Interestingly, instead of talking about his book at the event, Cardinal Sarah instead spoke about Pope Benedict XVI’s letter regarding the sexual abuse scandal timed for the big summit in Rome last February on the matter. It is interesting what a lightning rod the Pope-emeritus remains for controversy and the hatred of the world.
ROME — Cardinal Robert Sarah has blasted what he called “lazy” and “superficial” reactions bordering on “intellectual hysteria” to Pope Emeritus Benedict XVI’s recent notes on the clerical abuse scandal.
Speaking at the French Institute of Rome May 14 to launch his latest book Le soir approche et déjà le jour baisse, Cardinal Sarah said he would not speak about his book, but instead addressed the former pope’s reflection written for the February sexual abuse summit and published in April with the permission of Pope Francis.
Other critics have accused Benedict XVI of “historical ignorance on the pretext that his demonstration begins with the evocation of the crisis of 1968,” Cardinal Sarah said, but the former pope knows this and 1968 was itself a symptom of the absence of God, not a cause.
The cardinal said Pope Benedict pointed out how the destruction of an objective natural law as the foundation for moral theology underlies the crisis of the absence of God.
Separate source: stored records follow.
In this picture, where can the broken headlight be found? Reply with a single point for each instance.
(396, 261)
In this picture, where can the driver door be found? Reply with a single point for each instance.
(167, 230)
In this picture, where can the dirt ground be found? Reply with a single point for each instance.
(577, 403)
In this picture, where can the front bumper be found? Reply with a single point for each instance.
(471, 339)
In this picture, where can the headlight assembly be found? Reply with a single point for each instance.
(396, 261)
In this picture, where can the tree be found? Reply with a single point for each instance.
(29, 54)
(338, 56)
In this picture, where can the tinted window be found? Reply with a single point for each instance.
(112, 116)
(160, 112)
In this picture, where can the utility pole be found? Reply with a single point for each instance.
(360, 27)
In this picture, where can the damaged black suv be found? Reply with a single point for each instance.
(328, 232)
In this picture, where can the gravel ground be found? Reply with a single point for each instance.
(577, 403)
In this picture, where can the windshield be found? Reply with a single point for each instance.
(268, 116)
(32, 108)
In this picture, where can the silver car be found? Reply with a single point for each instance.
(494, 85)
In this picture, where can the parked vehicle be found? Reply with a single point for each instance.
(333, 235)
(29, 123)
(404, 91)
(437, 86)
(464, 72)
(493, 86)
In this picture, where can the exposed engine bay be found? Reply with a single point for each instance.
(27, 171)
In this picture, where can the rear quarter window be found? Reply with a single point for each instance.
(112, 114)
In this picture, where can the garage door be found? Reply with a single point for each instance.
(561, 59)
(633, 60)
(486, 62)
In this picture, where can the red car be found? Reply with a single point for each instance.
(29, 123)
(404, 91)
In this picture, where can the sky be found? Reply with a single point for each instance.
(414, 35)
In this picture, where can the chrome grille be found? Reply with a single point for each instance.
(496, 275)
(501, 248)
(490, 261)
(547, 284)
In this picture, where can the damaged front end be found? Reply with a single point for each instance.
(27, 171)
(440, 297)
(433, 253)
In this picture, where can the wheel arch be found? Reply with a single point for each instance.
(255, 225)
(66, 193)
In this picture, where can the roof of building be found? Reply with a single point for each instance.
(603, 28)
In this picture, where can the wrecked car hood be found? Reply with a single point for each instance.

The first stage had a “laudable” intention of basing moral theology on the Bible instead of natural law, but this had the effect of leading to consequentalism and the notion that nothing is bad or good in itself, but is relative to the time and circumstances, the cardinal said.
“Finally, the third step is the affirmation that the magisterium of the Church would not be competent in moral matters, “Cardinal Sarah said. “The Church could infallibly teach only on matters of faith.”
“I would like to emphasize how from the beginning of this process it is the absence of God that is at work,” Cardinal Sarah said. “From the first step, the rejection of the natural law manifests the forgetfulness of God.
“Indeed, nature is the first gift of God. It is in a way the first revelation of the Creator,” he said. At stake is the objectivity of the faith and of God’s existence.